Coat the dough with coconut cream and sprinkle some coconut sugar and cinnamon on top. Cut the dough into 8 pieces, you can stick the dough in the freezer and save it for later or place the scones on a cookie sheet and bake for 15-17 minutes. To make sure they bake evenly, bake them on the middle rack of the oven and flip the cookie sheet halfway through the baking time.
I do find that the bottom of these scones bakes very quickly, so keep an eye on them while they are in the oven to avoid burning them. You may need to check the bottom to see how they are baking.
Making the Maple Sugar Glaze
While the scones are baking, add the ingredients for the glaze: maple sugar, coconut butter, coconut milk, and salt. Stir until well incorporated and set to the side. If the glaze is too thick to drizzle you can microwave it for a couple of seconds to warm up the coconut butter.
Once the scones cool, add the glaze to the scones or wait to add the glaze until you are ready to serve the scones. Store the scones in an airtight container for up to 5 days. As they sit the texture will become tough, but if you reheat them the texture will soften up.
If you liked this AIP Christmas recipe, you should check out these!
Cinnamon Roll AIP Scones
Ingredients
Scone dough
- ½ Cup Cassava flour
- ⅓ Cup Coconut flour
- ¼ Cup Tapioca flour
- ½ Teaspoon Baking soda
- ¼ Teaspoon Salt
- 3 Tablespoons Shortening chilled
- ¼ Cup Maple syrup
- ⅓ Cup Coconut milk
- 2 Teaspoons Apple cider vinegar
Cinnamon Sugar Filling
- 3 Tablespoons Coconut sugar
- 1/2 Teaspoon Cinnamon
- 1 Tablespoon Coconut oil
Maple Sugar Glaze
- 1 Tablespoon Powdered maple sugar
- 1 Tablespoon Coconut butter
- 2 Tablespoons Coconut milk
- Pinch of Salt
Instructions
- Start by preheating the oven to 350 degrees Fahrenheit.
- Start by measuring out the palm shortening in a small bowl and placing it in the freezer to chill.
- In a small bowl measure out the cinnamon roll scone filling.

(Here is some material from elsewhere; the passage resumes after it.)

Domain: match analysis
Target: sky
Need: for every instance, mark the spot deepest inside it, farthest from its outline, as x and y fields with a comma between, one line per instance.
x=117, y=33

Mix together the coconut sugar, cinnamon, and coconut oil and set aside.
- Measure out the coconut milk and add in the apple cider vinegar and set aside.
- In a large bowl, mix all the dry ingredients together. Add the cassava flour, coconut flour, tapioca flour, baking soda, and salt in a large bowl, and stir until well incorporated.
- Next add the cold palm shortening to the dry ingredients and stir until small clumps start to form. The mixture will be coarse. Then add the maple syrup to the mixture and stir again. Finally, add the apple cider vinegar coconut milk mixture into the dough.
- The dough should stick together and not crumble apart. If your dough is too wet add a tablespoon of cassava flour, if your dough is too crumbly, add a tablespoon of coconut milk.
- Once the dough is the right consistency, split the dough into two portions. Flatten one portion of dough on a piece of parchment paper or a counter dusted with tapioca flour and spread the cinnamon sugar to cover the entire surface. Take the second half of dough and flatten it to cover the bottom part.
- Coat the dough with coconut cream and sprinkle some coconut sugar and cinnamon on top. Cut the dough into 8 pieces, then place them on a cookie sheet and bake for 15-17 minutes. To make sure they bake evenly, bake them on the middle rack of the oven and flip the cookie sheet halfway through the baking time.
- I do find that the bottom of these scones bakes very quickly, so keep an eye on them while they are in the oven to avoid burning them. You may need to check the bottom to see how they are baking.
- While the scones are baking, add the ingredients for the glaze. Stir until well incorporated and set to the side. If the glaze is too thick to drizzle you can microwave it for a couple of seconds.
- Once the scones cool, add the glaze to the scones or wait to add the glaze until you are ready to serve the scones. Store the scones in an airtight container for up to 5 days. As they sit the texture will become tough, but if you reheat them the texture will soften up.